Piccole pesti
I bambini cristiani e la distruzione fisica della religione pagana tra Messico e India
Bambini e giovani indigeni del Messico che si divertono a dar fuoco ai simboli del culto precristiano insieme ai frati francescani spagnoli. - Immagine generata con l'intelligenza artificiale.
Nelle missioni cattoliche di età moderna, i bambini erano considerati più recettivi ed entusiasti del messaggio cristiano, essendo stati meno influenzati dalla cultura pagana rispetto ai genitori e agli adulti in generale. Dunque i missionari europei si affidarono spesso ai bambini e ai giovani indigeni convertiti, per la diffusione della fede cattolica e lo sradicamento, anche fisico, dei culti precristiani. Il francescano Geronimo de Mendieta racconta infatti che in Messico, ancora alcuni anni dopo la conquista spagnola, erano aperti al pubblico i templi pagani, nei quali si svolgevano cerimonie religiose e sacrifici umani, nonostante i divieti da parte delle autorità.
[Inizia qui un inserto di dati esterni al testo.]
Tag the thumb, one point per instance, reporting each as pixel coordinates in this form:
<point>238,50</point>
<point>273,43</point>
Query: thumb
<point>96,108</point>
Nel 1525 in diverse città della regione tra cui Città del Messico, Texcoco, Tlaxcala e Guexozingo, i frati francescani decisero di distruggere tali luoghi di culto. In questa impresa, essi furono aiutati da numerosi bambini e giovani, molti dei quali erano figli dei cacicchi indigeni ed erano stati educati fin da piccoli alla fede cristiana, proprio dai frati. Mendieta racconta dunque come i giovani indios diedero fuoco ai templi pagani, paragonando l'avvenimento all'episodio biblico del crollo delle mura di Gerico, il tutto accompagnato dalle risate e dalla gioia dei bambini cristiani. Anche il gesuita Francesco Saverio, nel contesto delle missioni cattoliche nella costa del Malabar negli anni '30 del '500, descrive l'entusiasmo con cui i fanciulli cristiani si impegnavano per sradicare l'idolatria. Infatti insieme, quando i bambini scoprivano la celebrazione di cerimonie pagane o la costruzione di idoli religiosi, informavano il gesuita, il quale si recava nel luogo incriminato. Qui i fanciulli procedevano alla distruzione dei simboli religiosi pagani, accanendosi contro di essi anche con sputi e offese al demonio. È possibile interpretare queste dinamiche non solo nell'ottica di un fanatismo religioso espressione del fervore ed entusiasmo tipico dei giovani, ma anche come una sorta di ribellione giovanile contro le famiglie e gli anziani della società, visti dai giovani convertiti come ostili alla nuova fede, in quanto legati alla religiosità tradizionale.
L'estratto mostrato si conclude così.